Automated phenotypic systems identify a broader range of organisms, but suffer from prolonged turnaround time and relatively expensive consumables. Furthermore, the user often requires a priori knowledge of the organism type been tested, such as that an organism is a gram-negative bacilli.

Introduction of MALDI-TOF mass spectrometry into the clinical microbiology laboratory allows bacterial and fungal colonies to be accurately, rapidly, and inexpensively identified, without a priori knowledge of organism type.

Bob Barrett:
Well that’s the positive side but are there limitations to this technology?

Robin Patel:
Yes, one limitation of this technology is that it does not provide antimicrobial susceptibility result. Strategies are in development, but struggle with the lack of comprehensive susceptibility results and require different testing and analysis methods than those used for bacterial identification.

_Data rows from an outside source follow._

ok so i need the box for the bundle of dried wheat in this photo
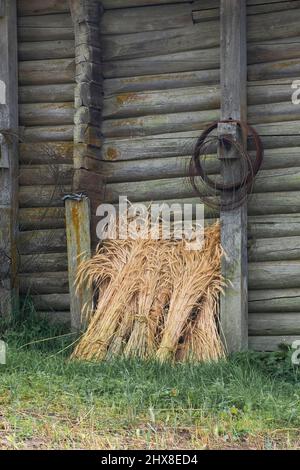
[71,209,225,363]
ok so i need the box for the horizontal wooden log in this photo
[102,22,219,61]
[102,3,194,35]
[19,142,74,164]
[102,121,300,160]
[19,185,71,208]
[249,58,300,81]
[18,14,74,42]
[17,0,70,16]
[104,70,220,95]
[31,294,70,311]
[249,288,300,313]
[105,193,300,222]
[103,83,294,119]
[249,214,300,239]
[37,311,70,324]
[19,164,73,186]
[249,313,300,336]
[20,252,68,273]
[19,103,74,126]
[103,48,219,79]
[249,261,300,289]
[19,40,75,61]
[20,273,69,295]
[104,167,300,202]
[101,0,195,11]
[248,236,300,262]
[19,207,65,230]
[102,0,300,34]
[20,125,74,142]
[249,336,300,352]
[100,147,300,183]
[19,229,67,254]
[19,84,74,104]
[103,41,300,80]
[103,103,300,138]
[103,10,300,61]
[19,59,75,86]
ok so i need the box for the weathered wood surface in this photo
[19,59,75,86]
[249,313,300,336]
[65,197,93,332]
[105,70,220,94]
[248,236,300,262]
[20,253,68,273]
[19,185,71,207]
[101,0,193,10]
[19,40,75,61]
[102,102,300,138]
[249,336,300,352]
[19,207,65,230]
[20,273,69,295]
[38,310,70,324]
[103,83,295,119]
[98,147,300,183]
[103,168,300,203]
[249,261,300,289]
[249,289,300,313]
[102,1,300,35]
[17,0,70,16]
[249,215,300,239]
[19,164,73,186]
[30,294,70,311]
[18,13,73,41]
[249,59,300,81]
[0,0,19,318]
[102,126,300,161]
[19,142,73,164]
[102,9,300,61]
[19,103,74,126]
[20,125,74,142]
[19,84,74,104]
[19,229,67,254]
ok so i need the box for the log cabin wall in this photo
[17,0,75,325]
[100,0,300,351]
[14,0,300,349]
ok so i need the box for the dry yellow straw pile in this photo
[72,212,225,363]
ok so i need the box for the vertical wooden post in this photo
[0,0,19,319]
[220,0,248,352]
[65,196,93,332]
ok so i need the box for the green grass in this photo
[1,309,300,449]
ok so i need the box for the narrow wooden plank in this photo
[0,0,19,318]
[218,0,248,353]
[65,197,93,332]
[249,214,300,238]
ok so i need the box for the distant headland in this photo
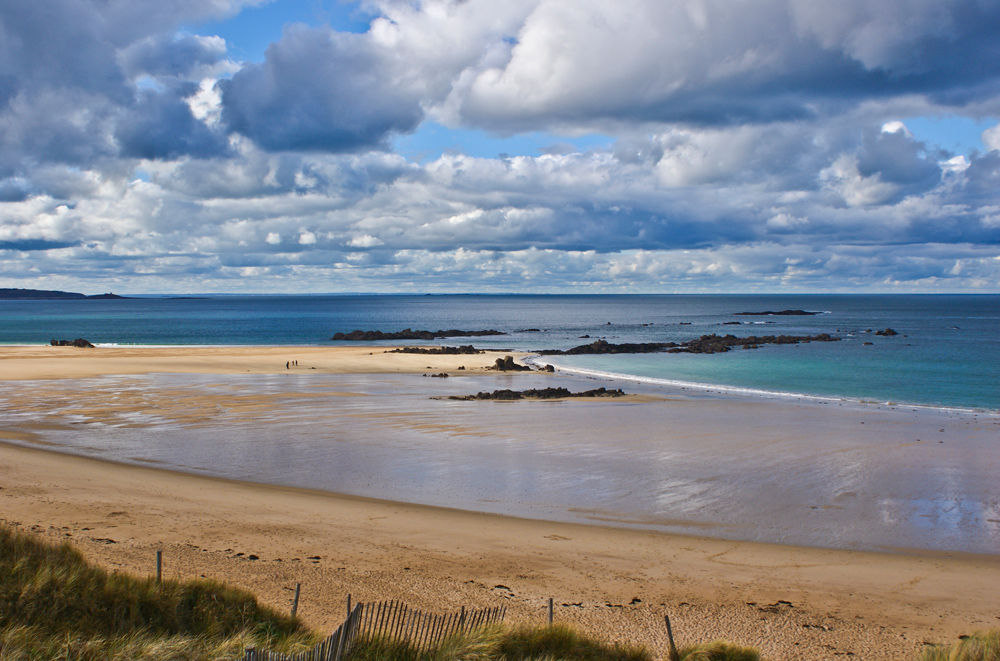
[0,288,128,300]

Also the technology does not, with rare exception, apply to direct testing of clinical specimen. Organisms must first be grown in culture.

Bob Barrett:
So what’s the bottom line, Doctor? Is this something that all clinical microbiology laboratories should adopt?

Robin Patel:
In my opinion MALDI-TOF mass spectrometry is a quantum leap forward for identification of cultured bacteria and fungi in the clinical microbiology laboratory. Rapid and accurate identification of bacteria and fungi using MALDI-TOF mass spectrometry is incontrovertibly beneficial to clinical laboratory and lower expenses, approximately 25 cents in supplies and reagents per isolate tested--several folds lower than traditional automated biochemical based identification--are advantageous to the laboratory as well as to patients.

Bob Barrett:
Are there other types of mass spectrometry used in the clinical microbiology laboratory?

Robin Patel:
Yes, one example with which we are actively working is polymerase chain reaction, or PCR, electrospray ionization mass spectrometry, which is used to measure the base composition of DNA amplified using PCR. Because this technology involves upfront PCR testing, it has the sensitivity needed for direct testing of patient specimens. This technology is however completely different than MALDI-TOF mass spectrometry.

Bob Barrett:
Is there anything new you can tell us beyond what you’ve had published?

Robin Patel:
We have a manuscript under review showing that this technology can be used to identify anaerobic bacteria. This is an advance, because in recent years in my laboratory, for example, most anaerobic bacteria have been identified using 16S ribosomal RNA gene sequencing. MALDI-TOF mass spectrometry is faster and cheaper than sequencing.

Bob Barrett:
Well, finally Doctor, let’s look ahead. Where is the field of the clinical microbiology laboratory headed?

Robin Patel:
Clinical microbiology is in the midst of a revolution. Today we have relatively mature molecular diagnostics, many of which are evolving to panel molecular testing. Now we have MALDI-TOF mass spectrometry. In the future I anticipate increased automation as well as increased focus on clinical usefulness and cost-effectiveness of diagnostics.

Bob Barrett:
Dr. Robin Patel is Professor of Medicine and Professor of Microbiology, and Chair of the Division of Clinical Microbiology at the Mayo Clinic in Rochester, Minnesota. She's been our guest in this podcast from Clinical Chemistry. I am Bob Barrett, thanks for listening.